Intercettazioni di Stato in mani private
A oggi le ultime e più invasive tecnologie impiegate nelle indagini, come i software che vengono installati sugli smartphone e ne prendono il controllo (i cosiddetti trojan, o captatori informatici), sono “del tutto in mani private e di regola impiegabili solo attraverso la mediazione tecnica di privati”. Un punto dolente per Melillo che, invece, auspica “policy di sicurezza riconducibili alle responsabilità dello Stato”. Per spiegarlo, usa da anni una metafora: “I vagoni possono essere privati ma i binari devono essere tracciati e presidiati da agenti pubblici”. I rischi del sistema attuale li ha mostrati la cronaca che ha riguardato le vicende del programma Exodus, sviluppato dalla società eSurv, e adottato da molte procure.

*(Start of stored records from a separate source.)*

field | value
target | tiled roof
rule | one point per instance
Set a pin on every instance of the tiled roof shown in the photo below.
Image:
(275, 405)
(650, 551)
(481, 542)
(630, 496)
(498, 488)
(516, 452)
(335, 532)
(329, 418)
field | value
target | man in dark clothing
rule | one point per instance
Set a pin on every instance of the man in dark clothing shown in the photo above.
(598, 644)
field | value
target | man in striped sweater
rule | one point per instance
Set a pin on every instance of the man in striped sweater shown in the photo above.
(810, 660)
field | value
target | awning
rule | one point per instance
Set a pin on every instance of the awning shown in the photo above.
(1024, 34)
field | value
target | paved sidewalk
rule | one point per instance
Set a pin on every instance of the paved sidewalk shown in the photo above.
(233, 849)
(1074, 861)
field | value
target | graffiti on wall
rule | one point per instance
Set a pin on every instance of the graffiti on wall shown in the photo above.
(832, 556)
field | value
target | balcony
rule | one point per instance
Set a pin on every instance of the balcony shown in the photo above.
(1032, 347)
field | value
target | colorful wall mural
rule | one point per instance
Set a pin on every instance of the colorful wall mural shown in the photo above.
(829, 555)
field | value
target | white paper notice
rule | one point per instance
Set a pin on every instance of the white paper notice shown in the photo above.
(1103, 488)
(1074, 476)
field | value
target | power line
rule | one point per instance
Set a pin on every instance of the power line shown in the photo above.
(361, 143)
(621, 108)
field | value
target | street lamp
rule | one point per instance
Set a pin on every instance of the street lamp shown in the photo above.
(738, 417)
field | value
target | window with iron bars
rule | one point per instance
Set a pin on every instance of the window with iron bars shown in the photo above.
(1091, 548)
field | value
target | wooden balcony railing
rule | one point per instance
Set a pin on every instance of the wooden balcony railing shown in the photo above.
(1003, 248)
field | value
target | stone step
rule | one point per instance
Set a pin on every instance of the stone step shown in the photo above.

"La situazione è paradossale. Da un lato, c'è un limite alle capacità investigative. Dall'altro, un deficit di garanzie che sono reali e necessarie, visto che lo smartphone ormai contiene tutti i dati personali di un individuo" Giovanni Melillo - procuratore nazionale antimafia
“Il loro captatore informatico trasferiva in chiaro, quindi potenzialmente visibili a chiunque, i dati delle intercettazioni su un server di Amazon in Colorado”. Un’altra lacuna riguarda le sale server (al momento 140), dove vengono custoditi i dati delle intercettazioni, anche queste in mani private, e che – denuncia il procuratore – “offrivano e offrono garanzie di sicurezza solo apparenti”. In audizione, Melillo ne ha chiesto il consolidamento “attraverso poche sale interdistrettuali, governate da architetture digitali e logiche di gestione del Ministero" e "nella cornice data dal perimetro nazionale della cybersicurezza". Un progetto a lungo rimandato, anche se previsto sin dall'aprile 2017, dal Piano decennale di finanziamenti per gli investimenti nel settore delle infrastrutture digitali dell’amministrazione giudiziaria. Si tratta di "un passaggio essenziale e una scelta non più eludibile o rinviabile", ha ribadito il procuratore nazionale antimafia in Senato.